What is pH of an aqueous solution formed by adding 20 mL of 0.1 mol L-1 NaOH to 30 mL of 0.2 mol L-1 HCI?
Please show steps and maths. Is there a unit conversion if so how is this done.
Thank you
HCl + NaOH ==> NaCl + H2O
moles HCl initially = M x L = ??
moles NaOH initially = M x L = ??
Since these react, one of them will be used completely and the other will have some remaining. What you do is subtract the smaller moles of reagent from the larger moles of reagent, then use the excess of the remaining solution (still in moles) to convert to M (M = moles/L), then to pH.
To find the pH of the aqueous solution formed by mixing NaOH and HCl, we need to determine the concentration of the resulting solution. This can be done using the concept of stoichiometry.
Step 1: Convert the given volumes to liters:
20 mL = 20/1000 = 0.02 L (for NaOH)
30 mL = 30/1000 = 0.03 L (for HCl)
Step 2: Calculate the moles of NaOH and HCl:
Moles of NaOH = Volume (in L) x Concentration (mol L^-1)
= 0.02 L x 0.1 mol L^-1
= 0.002 mol
Moles of HCl = Volume (in L) x Concentration (mol L^-1)
= 0.03 L x 0.2 mol L^-1
= 0.006 mol
Step 3: Determine the limiting reactant:
Since NaOH and HCl react in a 1:1 ratio based on their balanced equation, the limiting reactant is the one with fewer moles. In this case, it is NaOH, with 0.002 mol.
Step 4: Determine the excess reactant:
Since NaOH is the limiting reactant, all of it reacts completely with HCl.
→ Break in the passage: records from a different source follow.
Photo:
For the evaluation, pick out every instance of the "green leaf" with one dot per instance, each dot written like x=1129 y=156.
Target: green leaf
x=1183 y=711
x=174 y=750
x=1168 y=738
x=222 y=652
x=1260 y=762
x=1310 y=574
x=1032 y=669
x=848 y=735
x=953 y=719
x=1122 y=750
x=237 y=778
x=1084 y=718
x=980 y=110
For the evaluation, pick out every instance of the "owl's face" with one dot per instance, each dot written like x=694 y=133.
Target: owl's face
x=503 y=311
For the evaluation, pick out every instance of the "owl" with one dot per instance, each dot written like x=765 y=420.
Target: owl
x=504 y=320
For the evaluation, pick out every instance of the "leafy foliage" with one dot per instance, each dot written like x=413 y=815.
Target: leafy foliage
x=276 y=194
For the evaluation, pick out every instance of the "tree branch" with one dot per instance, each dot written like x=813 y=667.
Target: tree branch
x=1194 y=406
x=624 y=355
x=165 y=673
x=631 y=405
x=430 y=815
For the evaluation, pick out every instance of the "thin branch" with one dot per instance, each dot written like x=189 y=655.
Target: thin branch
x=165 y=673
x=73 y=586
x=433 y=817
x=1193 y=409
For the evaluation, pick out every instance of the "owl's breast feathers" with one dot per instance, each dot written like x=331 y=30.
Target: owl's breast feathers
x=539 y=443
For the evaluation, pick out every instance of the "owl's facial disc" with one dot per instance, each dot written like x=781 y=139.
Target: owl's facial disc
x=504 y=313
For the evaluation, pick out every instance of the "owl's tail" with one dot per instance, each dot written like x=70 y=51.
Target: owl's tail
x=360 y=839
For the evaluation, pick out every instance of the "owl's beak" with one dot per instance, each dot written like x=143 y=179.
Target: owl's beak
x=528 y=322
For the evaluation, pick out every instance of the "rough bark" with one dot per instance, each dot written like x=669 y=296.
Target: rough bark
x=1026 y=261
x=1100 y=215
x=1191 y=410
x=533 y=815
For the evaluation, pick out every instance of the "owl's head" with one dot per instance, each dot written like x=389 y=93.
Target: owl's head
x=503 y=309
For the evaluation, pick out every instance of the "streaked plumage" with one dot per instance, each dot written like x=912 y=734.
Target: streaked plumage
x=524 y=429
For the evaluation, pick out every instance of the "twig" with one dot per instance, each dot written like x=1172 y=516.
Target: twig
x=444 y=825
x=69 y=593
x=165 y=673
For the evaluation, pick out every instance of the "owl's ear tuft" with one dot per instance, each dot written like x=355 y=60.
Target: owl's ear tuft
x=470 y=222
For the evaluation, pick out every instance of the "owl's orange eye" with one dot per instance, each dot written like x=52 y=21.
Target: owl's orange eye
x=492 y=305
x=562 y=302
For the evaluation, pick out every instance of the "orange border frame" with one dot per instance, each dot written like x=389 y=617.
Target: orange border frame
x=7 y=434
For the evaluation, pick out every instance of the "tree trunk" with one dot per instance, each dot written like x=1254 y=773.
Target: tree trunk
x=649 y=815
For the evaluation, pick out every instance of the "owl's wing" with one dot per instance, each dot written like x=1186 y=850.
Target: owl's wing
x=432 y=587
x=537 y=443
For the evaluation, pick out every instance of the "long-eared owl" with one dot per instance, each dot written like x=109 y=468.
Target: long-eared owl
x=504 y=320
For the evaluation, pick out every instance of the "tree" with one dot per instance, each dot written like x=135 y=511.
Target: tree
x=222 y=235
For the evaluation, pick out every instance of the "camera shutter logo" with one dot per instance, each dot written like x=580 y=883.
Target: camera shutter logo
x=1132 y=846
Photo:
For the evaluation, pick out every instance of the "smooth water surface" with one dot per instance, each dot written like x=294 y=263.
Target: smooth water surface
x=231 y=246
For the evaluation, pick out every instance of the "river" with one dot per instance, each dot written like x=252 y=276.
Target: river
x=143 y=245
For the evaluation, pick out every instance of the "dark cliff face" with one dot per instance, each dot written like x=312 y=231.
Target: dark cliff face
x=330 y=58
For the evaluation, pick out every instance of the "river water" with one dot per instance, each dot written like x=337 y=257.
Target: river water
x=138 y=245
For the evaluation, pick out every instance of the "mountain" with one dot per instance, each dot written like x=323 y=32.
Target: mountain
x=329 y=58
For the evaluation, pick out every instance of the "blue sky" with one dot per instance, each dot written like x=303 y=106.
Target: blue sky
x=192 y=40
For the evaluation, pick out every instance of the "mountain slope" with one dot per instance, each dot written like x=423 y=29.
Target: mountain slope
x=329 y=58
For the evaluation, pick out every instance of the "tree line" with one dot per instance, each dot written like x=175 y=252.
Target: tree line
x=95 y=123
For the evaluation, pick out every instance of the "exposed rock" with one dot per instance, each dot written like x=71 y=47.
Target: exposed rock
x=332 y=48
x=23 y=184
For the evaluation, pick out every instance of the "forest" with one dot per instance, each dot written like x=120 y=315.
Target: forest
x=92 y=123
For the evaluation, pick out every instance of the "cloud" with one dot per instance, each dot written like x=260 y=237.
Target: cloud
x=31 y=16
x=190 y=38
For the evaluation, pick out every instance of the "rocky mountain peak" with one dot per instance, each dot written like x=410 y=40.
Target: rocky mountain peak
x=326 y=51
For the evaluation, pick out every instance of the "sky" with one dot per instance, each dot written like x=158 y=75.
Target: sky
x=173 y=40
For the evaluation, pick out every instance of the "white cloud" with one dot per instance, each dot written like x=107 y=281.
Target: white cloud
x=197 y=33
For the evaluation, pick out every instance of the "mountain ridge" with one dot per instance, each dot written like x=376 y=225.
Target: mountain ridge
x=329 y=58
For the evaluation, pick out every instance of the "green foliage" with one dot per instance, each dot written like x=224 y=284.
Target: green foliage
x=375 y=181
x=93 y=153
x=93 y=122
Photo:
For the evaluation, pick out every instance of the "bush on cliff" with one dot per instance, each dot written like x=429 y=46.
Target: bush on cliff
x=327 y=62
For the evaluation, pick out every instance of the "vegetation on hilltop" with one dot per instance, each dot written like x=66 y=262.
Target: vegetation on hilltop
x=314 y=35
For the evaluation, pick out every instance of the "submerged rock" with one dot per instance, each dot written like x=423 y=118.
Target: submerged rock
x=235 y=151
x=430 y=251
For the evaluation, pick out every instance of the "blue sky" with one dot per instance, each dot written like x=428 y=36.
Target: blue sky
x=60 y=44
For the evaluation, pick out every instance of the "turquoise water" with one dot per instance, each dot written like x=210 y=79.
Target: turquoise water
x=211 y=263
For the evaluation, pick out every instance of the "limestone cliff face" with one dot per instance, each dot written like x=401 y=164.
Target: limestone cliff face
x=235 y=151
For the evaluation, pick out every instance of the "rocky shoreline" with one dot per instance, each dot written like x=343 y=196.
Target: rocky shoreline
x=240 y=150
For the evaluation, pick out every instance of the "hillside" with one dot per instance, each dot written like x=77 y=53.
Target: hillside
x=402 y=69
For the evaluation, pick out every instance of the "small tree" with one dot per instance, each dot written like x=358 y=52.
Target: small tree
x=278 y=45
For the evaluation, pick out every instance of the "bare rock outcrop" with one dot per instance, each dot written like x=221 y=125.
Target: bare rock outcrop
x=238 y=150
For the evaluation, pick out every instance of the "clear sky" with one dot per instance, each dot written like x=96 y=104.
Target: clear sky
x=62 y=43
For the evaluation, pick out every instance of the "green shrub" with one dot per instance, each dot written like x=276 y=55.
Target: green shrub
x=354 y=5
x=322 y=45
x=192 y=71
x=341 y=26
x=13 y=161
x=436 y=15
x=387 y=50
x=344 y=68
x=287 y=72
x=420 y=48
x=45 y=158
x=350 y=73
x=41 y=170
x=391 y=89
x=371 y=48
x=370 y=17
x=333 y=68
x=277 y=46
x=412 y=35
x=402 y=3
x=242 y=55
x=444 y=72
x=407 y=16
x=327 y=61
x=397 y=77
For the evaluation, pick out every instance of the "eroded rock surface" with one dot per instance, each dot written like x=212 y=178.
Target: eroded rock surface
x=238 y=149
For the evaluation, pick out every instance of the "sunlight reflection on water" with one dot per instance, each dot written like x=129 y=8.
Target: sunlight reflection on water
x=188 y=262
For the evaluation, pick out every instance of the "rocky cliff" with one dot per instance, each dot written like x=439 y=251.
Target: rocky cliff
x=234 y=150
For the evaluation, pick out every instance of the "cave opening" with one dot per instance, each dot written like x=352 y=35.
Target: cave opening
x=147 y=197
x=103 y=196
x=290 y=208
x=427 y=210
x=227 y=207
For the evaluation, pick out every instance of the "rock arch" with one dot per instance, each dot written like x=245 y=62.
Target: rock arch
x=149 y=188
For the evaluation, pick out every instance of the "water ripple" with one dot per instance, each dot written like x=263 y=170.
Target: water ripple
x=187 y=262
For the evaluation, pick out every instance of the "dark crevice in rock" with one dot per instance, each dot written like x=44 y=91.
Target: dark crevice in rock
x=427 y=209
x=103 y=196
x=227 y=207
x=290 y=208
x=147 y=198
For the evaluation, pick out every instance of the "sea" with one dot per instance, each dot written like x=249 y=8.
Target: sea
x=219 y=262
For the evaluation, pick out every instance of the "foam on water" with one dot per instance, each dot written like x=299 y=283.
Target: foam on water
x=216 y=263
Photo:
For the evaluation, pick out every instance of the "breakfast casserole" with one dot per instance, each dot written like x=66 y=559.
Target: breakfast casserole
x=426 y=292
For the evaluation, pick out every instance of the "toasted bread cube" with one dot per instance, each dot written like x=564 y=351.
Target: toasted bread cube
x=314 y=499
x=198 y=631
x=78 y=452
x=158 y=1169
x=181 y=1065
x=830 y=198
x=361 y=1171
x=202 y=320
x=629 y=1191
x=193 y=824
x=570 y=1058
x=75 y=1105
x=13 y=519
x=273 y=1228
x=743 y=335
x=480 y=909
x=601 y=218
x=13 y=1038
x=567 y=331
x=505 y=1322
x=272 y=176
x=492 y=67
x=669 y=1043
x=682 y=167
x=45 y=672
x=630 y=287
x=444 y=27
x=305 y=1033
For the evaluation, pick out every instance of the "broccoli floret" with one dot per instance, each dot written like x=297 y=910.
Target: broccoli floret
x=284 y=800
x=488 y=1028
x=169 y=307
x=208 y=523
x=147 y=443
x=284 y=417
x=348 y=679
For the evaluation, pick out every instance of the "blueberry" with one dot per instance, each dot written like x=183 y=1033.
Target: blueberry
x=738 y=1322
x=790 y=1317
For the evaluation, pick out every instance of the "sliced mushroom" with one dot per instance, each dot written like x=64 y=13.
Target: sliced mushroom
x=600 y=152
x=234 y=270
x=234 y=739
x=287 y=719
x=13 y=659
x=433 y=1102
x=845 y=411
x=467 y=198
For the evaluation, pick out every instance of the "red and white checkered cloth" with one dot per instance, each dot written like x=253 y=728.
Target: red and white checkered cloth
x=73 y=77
Thus, there is no excess of HCl remaining.
Step 5: Calculate the final volume of the solution:
The total volume of the solution is the sum of the initial volumes of NaOH and HCl:
Total volume = 20 mL + 30 mL = 50 mL = 50/1000 = 0.05 L
Step 6: Calculate the concentration of the resulting solution:
The moles of NaOH react completely with an equal number of moles of HCl in the final solution, i.e., 0.002 mol.
Therefore, the concentration of the resulting solution = moles/volume = 0.002 mol/0.05 L = 0.04 mol L^-1.
Step 7: Calculate the pOH of the resulting solution:
pOH = -log10 [OH-]
Since NaOH is a strong base, it dissociates completely in water, yielding 1 mole of OH- ions for every mole of NaOH. Therefore, [OH-] = 0.002 mol L^-1.
pOH = -log10 (0.002)
= -log10 (2 x 10^-3)
= -log10 (2) - (-log10 (10^3))
Using the values from the logarithmic table, -log10 (2) is approximately 0.30103 and log10 (10^3) is 3.
Therefore, pOH ≈ 0.30103 + 3
= 3.30103
Step 8: Calculate the pH of the resulting solution:
pH + pOH = 14 (at 25°C)
pH = 14 - pOH
= 14 - 3.30103
= 10.69897
Therefore, the pH of the aqueous solution formed by mixing 20 mL of 0.1 mol L^-1 NaOH and 30 mL of 0.2 mol L^-1 HCl is approximately 10.69897.
Unit conversion:
In this problem, we converted the given volumes of NaOH and HCl from milliliters (mL) to liters (L). This conversion was done by dividing the given volume by 1000, as there are 1000 milliliters in a liter.